Preliminary audience research revealed that the primary target for the campaign (smokers 18-54 years old) was not convinced secondhand smoke is a problem. Moreover, they felt “persecuted,” angrily claiming to have been chased out of public buildings and restaurants and left with only two safe havens: their cars and homes. This posed a particular problem in Kansas where 40% of homes with children had at least one smoker (and 75% of these households reported that smoking was occurring within the home.) Impressed by the detailed research behind Sullivan, Higdon & Sink’s proposal, Bradley hired the firm and set Hamrick to the task of designing the message that would pierce the clouds of smoke and reach this audience.

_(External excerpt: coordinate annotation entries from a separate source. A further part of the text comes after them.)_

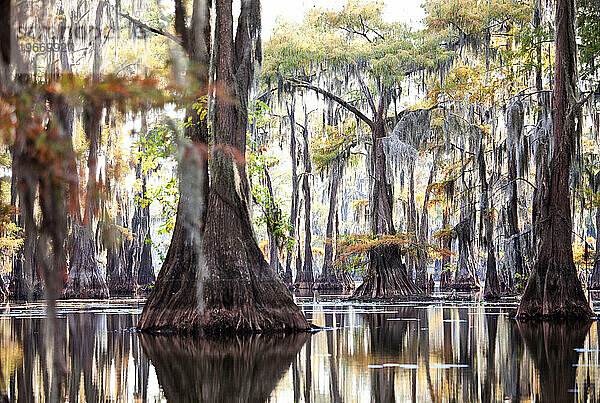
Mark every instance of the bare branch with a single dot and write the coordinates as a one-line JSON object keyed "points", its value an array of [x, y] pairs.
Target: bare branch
{"points": [[157, 31], [351, 108]]}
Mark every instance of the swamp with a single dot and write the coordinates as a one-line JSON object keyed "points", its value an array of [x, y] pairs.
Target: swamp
{"points": [[299, 201]]}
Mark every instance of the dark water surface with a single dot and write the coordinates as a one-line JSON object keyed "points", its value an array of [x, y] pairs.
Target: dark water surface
{"points": [[416, 351]]}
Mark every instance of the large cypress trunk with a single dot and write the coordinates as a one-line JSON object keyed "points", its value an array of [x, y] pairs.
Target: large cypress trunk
{"points": [[239, 369], [119, 277], [464, 279], [229, 287], [287, 277], [513, 251], [446, 243], [595, 277], [331, 277], [422, 256], [387, 275], [305, 277], [140, 252], [85, 279], [554, 290]]}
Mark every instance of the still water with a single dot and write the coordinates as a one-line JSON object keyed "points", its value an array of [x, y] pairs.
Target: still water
{"points": [[416, 351]]}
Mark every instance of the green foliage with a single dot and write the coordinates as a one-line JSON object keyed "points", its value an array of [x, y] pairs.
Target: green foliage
{"points": [[475, 17], [334, 145], [588, 31], [356, 35], [276, 220], [353, 249]]}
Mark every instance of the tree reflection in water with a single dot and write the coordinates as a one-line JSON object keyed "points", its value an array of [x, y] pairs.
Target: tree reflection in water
{"points": [[367, 352], [236, 369], [554, 350]]}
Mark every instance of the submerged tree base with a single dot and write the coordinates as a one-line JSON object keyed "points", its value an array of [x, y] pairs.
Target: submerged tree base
{"points": [[388, 277], [240, 293], [85, 280], [554, 294]]}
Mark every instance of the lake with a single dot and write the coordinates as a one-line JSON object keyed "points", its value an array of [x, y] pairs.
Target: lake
{"points": [[413, 351]]}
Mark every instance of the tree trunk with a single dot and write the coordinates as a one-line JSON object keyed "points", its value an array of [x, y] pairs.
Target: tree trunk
{"points": [[331, 277], [412, 261], [422, 256], [305, 278], [239, 369], [554, 290], [174, 300], [3, 290], [85, 280], [513, 251], [492, 284], [554, 350], [287, 278], [387, 275], [595, 277], [230, 289], [446, 274], [140, 252], [119, 277], [272, 215]]}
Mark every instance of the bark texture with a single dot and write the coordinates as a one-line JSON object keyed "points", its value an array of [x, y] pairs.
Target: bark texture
{"points": [[287, 278], [387, 276], [422, 256], [464, 278], [553, 347], [305, 278], [85, 279], [242, 369], [140, 252], [513, 250], [492, 284], [554, 290], [119, 277], [229, 287], [332, 277]]}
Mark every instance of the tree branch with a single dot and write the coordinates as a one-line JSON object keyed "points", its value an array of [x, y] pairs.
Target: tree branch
{"points": [[351, 108], [157, 31]]}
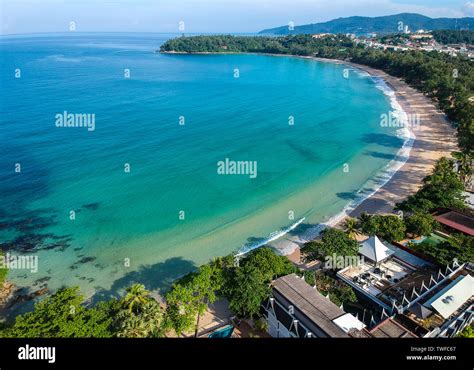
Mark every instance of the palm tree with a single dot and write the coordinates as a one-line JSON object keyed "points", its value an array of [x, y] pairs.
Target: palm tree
{"points": [[137, 295], [351, 226]]}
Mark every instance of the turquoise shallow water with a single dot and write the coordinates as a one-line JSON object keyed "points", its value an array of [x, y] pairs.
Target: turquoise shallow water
{"points": [[134, 216]]}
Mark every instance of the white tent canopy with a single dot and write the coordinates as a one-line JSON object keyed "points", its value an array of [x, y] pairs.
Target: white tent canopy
{"points": [[375, 250]]}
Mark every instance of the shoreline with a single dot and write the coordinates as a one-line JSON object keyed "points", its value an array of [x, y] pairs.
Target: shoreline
{"points": [[432, 139]]}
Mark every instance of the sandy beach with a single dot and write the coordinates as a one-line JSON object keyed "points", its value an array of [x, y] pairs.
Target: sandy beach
{"points": [[434, 138]]}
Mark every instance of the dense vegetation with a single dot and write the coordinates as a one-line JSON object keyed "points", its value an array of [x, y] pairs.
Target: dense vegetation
{"points": [[384, 24], [454, 37], [443, 188], [138, 315], [458, 246], [448, 80]]}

One of the first things Hamrick did was study similar anti-smoking efforts around the country. “We looked at every other campaign,” he reported, “and the people whose action they wanted to change were seen as the villains.” Hamrick recognized the inherent problems of this approach. “The only people who could make this campaign a success were smokers,” he concluded, so his commercials would portray them in an entirely different light. Their decision to stop smoking around others (particularly children) would be portrayed as their gift to give. The KHF campaign, in short, would make smokers heroes.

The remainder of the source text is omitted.